Artificial intelligence (AI) and computer algorithms are likely to play an increasingly significant role in DP system maintenance and operations
Vendors must prepare to seize the opportunities that digitalisation and machine learning offer, according to DNV GL segment director for offshore service vessels Arnstein Eknes. He explained to delegates at the European Dynamic Positioning Conference in London, in February, how offshore vessel owners can make greater use of these technologies.
“Operations have not changed much, but the mission of ships and the support systems that help operators is where we are seeing a revolution,” he said. “It is about connecting everything, all components and systems, on board to be monitored and trended.”
This connectivity will enable internal problems and weaknesses to be identified earlier and before something goes wrong.
AI can help systems run self-diagnostics to identify problems and inconsistencies and detect non-compliance. “Systems could do self-checks and self-validation, so operators can then focus on the reality of the job and prepare for emergencies,” said Mr Eknes.
“Improved connectivity will enable internal problems and weaknesses to be identified earlier and before something goes wrong”
He noted that AI can be used to support DP operators in their operational decision making and to enable more remote support. Information can be fed into digital twins “to forecast what is happening one or two minutes ahead and what happens when weather changes,” said Mr Eknes, explaining this would “provide information to operators upfront before they meet it in reality”.
“When things are connected, this information can be used for more predictive forecasting and [to provide] advice on maintenance,” he continued. Vessel operators may also deploy internet-of-things (IoT) technology to adopt condition-based maintenance strategies, instead of basing them on time periods and estimations.
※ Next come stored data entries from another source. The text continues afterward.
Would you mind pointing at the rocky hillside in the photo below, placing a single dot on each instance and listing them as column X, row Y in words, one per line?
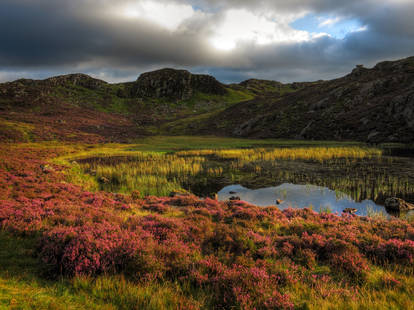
column 175, row 84
column 77, row 107
column 374, row 105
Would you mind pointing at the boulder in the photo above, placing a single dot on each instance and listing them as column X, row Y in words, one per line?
column 397, row 204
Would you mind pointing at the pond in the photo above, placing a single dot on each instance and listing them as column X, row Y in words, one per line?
column 301, row 196
column 326, row 178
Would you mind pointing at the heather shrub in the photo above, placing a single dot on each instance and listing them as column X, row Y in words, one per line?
column 240, row 286
column 101, row 248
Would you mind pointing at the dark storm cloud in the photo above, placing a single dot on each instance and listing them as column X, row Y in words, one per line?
column 57, row 36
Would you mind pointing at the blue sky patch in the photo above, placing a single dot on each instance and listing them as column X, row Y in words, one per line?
column 336, row 26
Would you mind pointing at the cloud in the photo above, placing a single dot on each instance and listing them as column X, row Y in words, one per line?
column 232, row 39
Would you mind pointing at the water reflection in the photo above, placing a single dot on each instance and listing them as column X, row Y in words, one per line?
column 300, row 196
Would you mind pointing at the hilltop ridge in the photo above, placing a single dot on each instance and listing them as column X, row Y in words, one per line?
column 369, row 104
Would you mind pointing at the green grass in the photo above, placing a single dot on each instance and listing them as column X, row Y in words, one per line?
column 23, row 286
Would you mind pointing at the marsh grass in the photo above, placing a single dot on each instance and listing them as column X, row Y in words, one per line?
column 350, row 170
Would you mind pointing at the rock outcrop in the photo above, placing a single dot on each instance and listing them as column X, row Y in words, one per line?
column 175, row 84
column 77, row 79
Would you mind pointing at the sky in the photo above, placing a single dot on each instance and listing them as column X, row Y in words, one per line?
column 234, row 40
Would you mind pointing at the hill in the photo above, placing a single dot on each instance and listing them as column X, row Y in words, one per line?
column 374, row 105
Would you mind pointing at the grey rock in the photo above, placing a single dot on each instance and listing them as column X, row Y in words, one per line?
column 397, row 204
“We can use models that are recalculated using facts and real sensor data, [making systems] safer and using less resources, while emitting less emissions to produce the same amount of work,” said Mr Eknes.
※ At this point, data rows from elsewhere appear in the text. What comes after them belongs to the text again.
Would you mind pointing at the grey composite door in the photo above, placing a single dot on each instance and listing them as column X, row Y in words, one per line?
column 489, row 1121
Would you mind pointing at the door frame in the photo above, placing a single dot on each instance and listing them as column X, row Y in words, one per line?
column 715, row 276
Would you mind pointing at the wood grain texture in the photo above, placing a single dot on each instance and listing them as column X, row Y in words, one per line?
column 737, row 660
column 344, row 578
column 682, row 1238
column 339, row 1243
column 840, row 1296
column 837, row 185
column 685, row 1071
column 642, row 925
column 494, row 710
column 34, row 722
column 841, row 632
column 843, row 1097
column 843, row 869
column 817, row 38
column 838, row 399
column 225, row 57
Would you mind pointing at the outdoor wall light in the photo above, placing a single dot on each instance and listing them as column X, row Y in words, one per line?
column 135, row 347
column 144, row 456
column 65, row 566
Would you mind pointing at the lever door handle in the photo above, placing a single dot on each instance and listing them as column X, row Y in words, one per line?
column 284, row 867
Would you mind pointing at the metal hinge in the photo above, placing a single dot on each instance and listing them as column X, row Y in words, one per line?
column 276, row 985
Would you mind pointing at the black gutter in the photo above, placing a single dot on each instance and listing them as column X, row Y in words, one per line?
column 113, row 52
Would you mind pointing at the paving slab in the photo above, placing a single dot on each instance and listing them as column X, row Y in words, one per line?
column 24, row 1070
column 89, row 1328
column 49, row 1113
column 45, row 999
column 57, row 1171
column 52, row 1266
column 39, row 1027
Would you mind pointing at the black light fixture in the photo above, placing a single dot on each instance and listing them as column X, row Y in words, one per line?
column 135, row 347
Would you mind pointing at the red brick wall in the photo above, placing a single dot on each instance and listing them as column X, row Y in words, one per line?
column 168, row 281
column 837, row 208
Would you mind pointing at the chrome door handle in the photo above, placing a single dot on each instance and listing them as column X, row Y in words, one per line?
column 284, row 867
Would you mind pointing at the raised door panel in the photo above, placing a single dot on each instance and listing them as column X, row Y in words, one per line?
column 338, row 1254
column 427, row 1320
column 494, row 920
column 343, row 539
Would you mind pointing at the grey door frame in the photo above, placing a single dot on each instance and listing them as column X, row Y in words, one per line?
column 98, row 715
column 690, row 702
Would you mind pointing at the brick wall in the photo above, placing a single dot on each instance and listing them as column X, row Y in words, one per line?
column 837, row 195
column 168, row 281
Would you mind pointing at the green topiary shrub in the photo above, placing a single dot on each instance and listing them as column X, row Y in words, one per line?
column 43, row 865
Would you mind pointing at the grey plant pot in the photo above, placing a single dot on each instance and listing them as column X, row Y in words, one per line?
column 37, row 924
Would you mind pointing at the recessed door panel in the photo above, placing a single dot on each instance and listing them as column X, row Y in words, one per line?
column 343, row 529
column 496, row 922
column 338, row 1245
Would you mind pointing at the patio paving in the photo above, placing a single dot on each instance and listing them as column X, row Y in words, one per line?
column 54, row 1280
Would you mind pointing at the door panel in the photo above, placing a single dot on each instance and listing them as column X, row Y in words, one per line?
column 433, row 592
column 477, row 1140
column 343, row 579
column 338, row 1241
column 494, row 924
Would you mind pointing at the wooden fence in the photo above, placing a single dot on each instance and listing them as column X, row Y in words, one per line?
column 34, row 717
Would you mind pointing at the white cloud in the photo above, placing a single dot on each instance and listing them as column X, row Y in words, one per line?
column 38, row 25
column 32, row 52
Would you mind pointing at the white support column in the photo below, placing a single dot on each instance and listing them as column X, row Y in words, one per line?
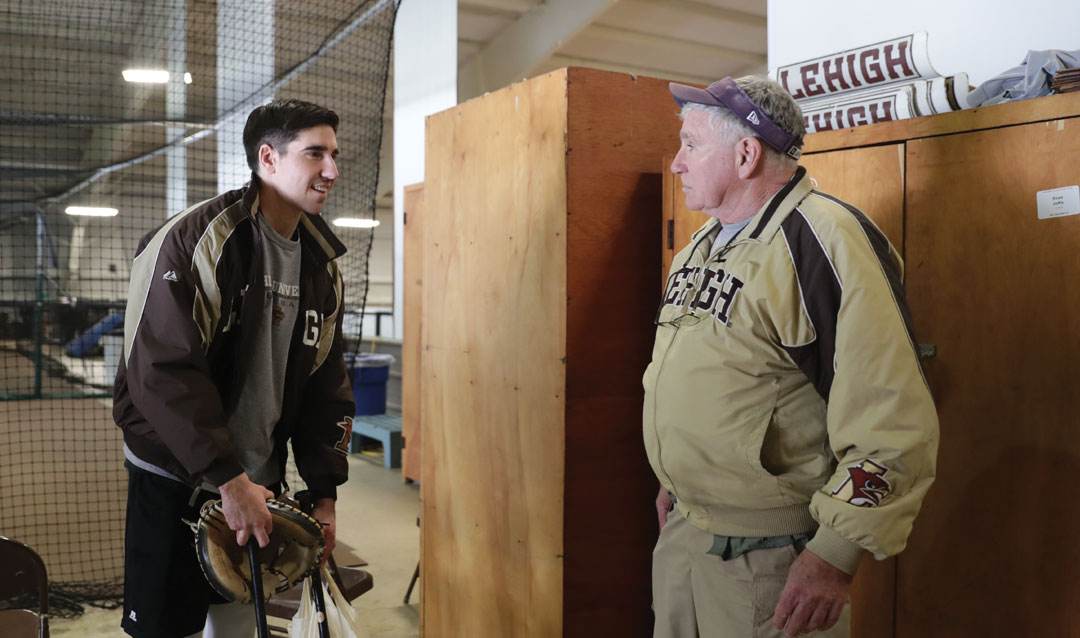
column 176, row 158
column 245, row 62
column 426, row 81
column 527, row 42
However, there are challenges that must be addressed to achieve these goals, the key one being the effective exchange of information between all stakeholders, particularly vendors, involved across DP systems. “There are a lot of vendors [who need to] establish these systems, and it depends on the power, function and properties of the ship,” explained Mr Eknes. “If there is a power failure, this can lead to a lack of control. If there is a failure in other parts of the system, then this could mean a failure in the DP.”
A solution to this challenge may involve developing an open platform that can be a collaborative space for vendors to exchange information and agree interfaces. “We want transparency, to establish standards for which information needs to be exchanged with our systems as a precursor for this to work,” said Mr Eknes.
If these information exchange challenges can be overcome, Mr Eknes anticipates a revolution in DP operations and systems.